To this day, he uses the same techniques and Lamiglas blanks to build his custom rods. He says that while graphite rods may be more sensitive, the durability of Lamiglas is unparalleled. His rods gained in popularity, and soon he began wholesaling them to major retailers such as Eaton’s and Woodward’s. At the same time, fishing techniques were changing. Fishermen were moving away from heavy trolling rods and towards lighter mooching rods. With the advent of downriggers, mooching rods became the mainstay of Vancouver Island fishing. In about 1983, he began making light cork-butted rods instead of heavy wood ones. And while mooching rods were KleeWick’s primary business, he also started making spin casting, halibut, and fly rods.
With his building style fully mature, KleeWick settled down to a long career of custom rod building. He has moved his business from Victoria to Cowichan and has now relocated to Lantzville, with his newest workshop nearing completion. Today, fishermen from all over the world continue to use and order custom KleeWick rods. It takes approximately 3 to 4 days of work for him to turn out one of his standard rods, and each one is built to the customer’s specifications and colour choices.

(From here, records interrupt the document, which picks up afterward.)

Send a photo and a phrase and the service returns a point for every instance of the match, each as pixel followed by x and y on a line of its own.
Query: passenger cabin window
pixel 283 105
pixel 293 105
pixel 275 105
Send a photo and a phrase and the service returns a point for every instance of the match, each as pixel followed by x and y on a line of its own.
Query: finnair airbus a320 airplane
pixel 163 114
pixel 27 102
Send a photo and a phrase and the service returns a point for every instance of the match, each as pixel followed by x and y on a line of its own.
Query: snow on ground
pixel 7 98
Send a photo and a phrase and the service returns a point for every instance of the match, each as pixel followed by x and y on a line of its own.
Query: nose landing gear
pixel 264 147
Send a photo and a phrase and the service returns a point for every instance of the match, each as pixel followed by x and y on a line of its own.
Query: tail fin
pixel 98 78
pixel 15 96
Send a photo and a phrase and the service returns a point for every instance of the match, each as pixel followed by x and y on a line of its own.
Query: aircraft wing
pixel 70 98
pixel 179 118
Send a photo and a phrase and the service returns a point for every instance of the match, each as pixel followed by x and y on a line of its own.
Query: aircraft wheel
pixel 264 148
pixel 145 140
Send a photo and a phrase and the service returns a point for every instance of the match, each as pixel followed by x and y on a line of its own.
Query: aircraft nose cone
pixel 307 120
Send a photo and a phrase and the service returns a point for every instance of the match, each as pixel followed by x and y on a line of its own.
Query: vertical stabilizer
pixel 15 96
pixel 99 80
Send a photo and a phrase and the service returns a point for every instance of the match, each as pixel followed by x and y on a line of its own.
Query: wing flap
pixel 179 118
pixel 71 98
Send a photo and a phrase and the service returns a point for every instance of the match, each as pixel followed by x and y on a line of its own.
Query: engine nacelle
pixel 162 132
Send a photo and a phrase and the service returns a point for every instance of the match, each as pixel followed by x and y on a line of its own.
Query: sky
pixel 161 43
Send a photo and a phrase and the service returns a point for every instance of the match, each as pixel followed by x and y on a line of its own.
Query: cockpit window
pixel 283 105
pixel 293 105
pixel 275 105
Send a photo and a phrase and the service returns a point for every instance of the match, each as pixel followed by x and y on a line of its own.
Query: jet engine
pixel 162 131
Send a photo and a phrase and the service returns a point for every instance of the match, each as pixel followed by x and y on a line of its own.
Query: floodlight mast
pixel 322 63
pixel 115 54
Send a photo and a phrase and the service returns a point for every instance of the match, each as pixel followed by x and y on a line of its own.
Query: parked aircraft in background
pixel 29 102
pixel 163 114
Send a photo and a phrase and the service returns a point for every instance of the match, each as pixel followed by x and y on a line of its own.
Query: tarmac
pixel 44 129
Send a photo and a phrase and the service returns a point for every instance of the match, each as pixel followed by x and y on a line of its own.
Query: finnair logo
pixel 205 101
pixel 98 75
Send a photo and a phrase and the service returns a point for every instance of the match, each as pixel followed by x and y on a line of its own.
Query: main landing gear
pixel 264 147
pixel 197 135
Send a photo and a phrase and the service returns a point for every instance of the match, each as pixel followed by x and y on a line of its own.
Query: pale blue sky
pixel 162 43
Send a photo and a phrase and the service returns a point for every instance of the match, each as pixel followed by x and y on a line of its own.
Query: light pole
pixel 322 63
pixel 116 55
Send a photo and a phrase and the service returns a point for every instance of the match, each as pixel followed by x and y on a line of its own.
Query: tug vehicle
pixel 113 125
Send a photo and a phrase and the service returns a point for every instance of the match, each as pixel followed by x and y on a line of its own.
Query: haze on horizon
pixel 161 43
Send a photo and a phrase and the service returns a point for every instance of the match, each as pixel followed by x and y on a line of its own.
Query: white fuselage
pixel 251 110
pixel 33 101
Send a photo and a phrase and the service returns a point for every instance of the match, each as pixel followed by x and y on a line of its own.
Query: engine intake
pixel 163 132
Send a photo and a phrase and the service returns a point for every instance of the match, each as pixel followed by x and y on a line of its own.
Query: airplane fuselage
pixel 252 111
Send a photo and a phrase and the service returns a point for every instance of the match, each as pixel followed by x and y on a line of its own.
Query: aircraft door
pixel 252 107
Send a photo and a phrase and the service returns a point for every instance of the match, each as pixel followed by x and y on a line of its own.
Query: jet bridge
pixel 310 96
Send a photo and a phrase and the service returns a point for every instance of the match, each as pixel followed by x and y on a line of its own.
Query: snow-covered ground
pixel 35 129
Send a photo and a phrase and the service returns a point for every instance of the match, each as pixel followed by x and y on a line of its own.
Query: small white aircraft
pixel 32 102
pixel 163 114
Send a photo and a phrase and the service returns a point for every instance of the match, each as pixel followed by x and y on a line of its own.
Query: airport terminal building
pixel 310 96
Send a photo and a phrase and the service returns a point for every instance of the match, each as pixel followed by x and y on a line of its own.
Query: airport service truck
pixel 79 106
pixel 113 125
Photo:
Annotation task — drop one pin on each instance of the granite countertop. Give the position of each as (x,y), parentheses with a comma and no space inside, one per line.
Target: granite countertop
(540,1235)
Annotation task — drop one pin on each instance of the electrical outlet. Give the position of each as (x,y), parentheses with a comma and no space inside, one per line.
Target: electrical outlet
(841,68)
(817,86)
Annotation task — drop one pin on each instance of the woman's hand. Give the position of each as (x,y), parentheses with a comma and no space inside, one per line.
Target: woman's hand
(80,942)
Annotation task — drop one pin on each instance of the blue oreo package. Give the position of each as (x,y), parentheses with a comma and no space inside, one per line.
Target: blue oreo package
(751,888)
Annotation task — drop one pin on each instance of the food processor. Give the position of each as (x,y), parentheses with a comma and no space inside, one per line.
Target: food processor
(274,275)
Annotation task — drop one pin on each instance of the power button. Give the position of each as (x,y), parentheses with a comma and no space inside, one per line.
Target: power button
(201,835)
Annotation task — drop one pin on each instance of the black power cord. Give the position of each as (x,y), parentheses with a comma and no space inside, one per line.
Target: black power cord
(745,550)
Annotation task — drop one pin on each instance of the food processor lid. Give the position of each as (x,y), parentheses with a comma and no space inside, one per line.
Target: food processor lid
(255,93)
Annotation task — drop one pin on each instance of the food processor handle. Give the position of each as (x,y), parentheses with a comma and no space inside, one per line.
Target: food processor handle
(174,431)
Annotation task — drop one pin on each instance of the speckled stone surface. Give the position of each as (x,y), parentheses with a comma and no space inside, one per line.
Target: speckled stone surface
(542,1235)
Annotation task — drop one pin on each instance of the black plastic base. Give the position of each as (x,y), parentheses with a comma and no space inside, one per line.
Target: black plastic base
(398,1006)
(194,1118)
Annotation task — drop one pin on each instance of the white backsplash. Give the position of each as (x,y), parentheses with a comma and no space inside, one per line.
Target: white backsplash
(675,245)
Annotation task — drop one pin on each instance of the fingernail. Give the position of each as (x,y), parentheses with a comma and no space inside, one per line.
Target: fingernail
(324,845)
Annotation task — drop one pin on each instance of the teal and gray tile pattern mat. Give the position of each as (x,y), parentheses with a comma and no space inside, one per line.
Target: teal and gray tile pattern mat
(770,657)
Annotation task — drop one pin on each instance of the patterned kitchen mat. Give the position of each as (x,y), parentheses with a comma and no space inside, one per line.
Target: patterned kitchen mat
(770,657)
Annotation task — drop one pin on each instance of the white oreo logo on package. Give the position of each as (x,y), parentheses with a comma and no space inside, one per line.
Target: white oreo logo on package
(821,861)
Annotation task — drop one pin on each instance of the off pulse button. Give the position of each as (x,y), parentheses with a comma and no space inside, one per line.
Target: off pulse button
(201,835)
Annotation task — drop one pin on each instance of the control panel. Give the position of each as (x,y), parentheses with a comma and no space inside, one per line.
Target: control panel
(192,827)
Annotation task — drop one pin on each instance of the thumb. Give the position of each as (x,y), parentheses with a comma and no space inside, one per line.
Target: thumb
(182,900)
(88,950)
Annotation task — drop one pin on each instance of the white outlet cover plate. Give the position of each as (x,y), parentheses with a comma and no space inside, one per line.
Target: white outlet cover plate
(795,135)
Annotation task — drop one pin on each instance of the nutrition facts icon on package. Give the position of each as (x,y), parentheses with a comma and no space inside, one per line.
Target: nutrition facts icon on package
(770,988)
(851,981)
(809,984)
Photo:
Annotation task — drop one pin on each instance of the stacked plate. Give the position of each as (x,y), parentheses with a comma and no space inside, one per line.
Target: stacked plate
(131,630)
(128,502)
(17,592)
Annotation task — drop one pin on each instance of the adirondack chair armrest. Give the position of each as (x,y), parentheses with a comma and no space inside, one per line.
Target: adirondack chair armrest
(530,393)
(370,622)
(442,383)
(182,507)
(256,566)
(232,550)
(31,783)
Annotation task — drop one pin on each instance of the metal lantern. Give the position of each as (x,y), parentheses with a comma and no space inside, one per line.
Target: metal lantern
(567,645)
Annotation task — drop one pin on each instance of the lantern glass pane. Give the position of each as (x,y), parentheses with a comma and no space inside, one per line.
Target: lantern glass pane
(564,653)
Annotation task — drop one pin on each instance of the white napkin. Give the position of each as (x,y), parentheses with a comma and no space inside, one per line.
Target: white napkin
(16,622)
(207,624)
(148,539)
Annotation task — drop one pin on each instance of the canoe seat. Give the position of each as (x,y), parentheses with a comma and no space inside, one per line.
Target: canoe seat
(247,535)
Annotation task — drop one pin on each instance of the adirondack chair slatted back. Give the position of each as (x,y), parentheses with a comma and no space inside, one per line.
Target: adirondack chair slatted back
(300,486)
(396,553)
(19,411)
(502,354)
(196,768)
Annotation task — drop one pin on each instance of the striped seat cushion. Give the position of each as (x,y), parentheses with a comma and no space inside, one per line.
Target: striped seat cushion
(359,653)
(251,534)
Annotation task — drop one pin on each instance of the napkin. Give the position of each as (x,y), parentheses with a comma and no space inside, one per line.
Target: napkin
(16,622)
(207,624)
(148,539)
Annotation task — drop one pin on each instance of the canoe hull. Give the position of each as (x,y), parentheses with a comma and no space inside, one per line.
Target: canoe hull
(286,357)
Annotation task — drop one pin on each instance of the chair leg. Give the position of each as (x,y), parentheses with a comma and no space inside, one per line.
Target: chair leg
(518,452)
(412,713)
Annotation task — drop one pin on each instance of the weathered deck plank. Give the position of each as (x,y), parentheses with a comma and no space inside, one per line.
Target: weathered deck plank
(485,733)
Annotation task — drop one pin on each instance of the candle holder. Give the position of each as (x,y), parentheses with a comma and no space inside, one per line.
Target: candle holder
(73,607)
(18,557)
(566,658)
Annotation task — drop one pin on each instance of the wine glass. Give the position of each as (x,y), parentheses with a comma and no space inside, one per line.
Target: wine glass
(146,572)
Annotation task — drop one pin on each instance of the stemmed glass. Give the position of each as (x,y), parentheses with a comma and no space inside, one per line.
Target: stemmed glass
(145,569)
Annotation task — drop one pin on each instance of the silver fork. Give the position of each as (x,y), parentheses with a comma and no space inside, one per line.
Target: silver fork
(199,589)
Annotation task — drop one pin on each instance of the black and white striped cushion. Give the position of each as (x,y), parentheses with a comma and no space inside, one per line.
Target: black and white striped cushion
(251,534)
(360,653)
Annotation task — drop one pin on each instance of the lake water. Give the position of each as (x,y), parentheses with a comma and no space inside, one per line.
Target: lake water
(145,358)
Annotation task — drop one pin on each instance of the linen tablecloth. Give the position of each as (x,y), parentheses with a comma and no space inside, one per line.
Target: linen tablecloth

Every rod is unique, and hand signed by KleeWick. They stand apart from the mass-produced import rods commonly seen today. Very few rod builders still maintain this traditional rod construction technique. It’s safe to say that rugged KleeWick rods will be in use for many decades to come, putting fish in the boat, and smiles on fishermen’s faces. What else would you expect from a man nicknamed “the smiling one?”